There has been a settlement in Baia since the 13th century, but the first written evidence is from the following century. It is possible that a document in Poland mentions the town in 1335, when a certain merchant was mentioned by the name of "Alexa Moldaowicz" (i.e., Alexa from the Town of Moldavia) and the next was in 1345, when Baia is placed on a list of towns of the Franciscan missionaries.

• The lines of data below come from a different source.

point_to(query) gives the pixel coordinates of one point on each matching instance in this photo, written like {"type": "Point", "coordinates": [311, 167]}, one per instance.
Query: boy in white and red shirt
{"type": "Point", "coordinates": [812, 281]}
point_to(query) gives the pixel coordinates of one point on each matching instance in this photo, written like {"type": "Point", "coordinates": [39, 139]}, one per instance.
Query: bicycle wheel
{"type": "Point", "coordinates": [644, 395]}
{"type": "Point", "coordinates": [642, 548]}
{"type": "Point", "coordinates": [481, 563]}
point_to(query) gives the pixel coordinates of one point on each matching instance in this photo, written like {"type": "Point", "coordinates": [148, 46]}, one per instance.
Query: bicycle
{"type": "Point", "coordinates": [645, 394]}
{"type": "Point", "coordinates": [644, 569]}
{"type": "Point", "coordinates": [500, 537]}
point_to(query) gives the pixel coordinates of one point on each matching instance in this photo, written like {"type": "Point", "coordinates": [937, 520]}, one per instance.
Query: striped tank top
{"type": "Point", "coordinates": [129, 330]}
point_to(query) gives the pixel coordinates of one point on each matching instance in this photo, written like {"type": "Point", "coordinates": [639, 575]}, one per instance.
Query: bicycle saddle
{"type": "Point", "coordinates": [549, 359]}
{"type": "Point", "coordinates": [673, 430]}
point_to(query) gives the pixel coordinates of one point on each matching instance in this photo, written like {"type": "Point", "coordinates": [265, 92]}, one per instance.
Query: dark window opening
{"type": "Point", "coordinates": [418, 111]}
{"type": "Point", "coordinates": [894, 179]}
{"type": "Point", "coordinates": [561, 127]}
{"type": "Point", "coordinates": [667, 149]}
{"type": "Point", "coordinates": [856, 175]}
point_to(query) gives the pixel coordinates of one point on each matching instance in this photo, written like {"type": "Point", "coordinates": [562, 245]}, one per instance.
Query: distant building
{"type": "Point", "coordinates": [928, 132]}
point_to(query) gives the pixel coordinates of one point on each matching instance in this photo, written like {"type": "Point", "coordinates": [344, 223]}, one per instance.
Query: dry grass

It was through Baia that the army of King Louis I of Hungary went when conquering the region around 1345-1347. There is evidence of a large fire dated mid-14th century discovered by the archeologists and associated with this conquest.

The early Moldavian chronicles place the first capital of Moldavia in Baia, but it was only an interim capital. Soon the court was moved to Siret, and Baia was not even a county seat by the time of Bogdan I of Moldavia.

After the Hungarian conquest, colonists from Transylvania settled in the town, leading to the urbanization of the settlement, which gained a special status. According to chronicler Grigore Ureche, the târg at Baia was founded by "German potters". The area where the colonists settled was reorganized: they built a wooden church and a central marketplace, surrounding which parcels of land were laid out.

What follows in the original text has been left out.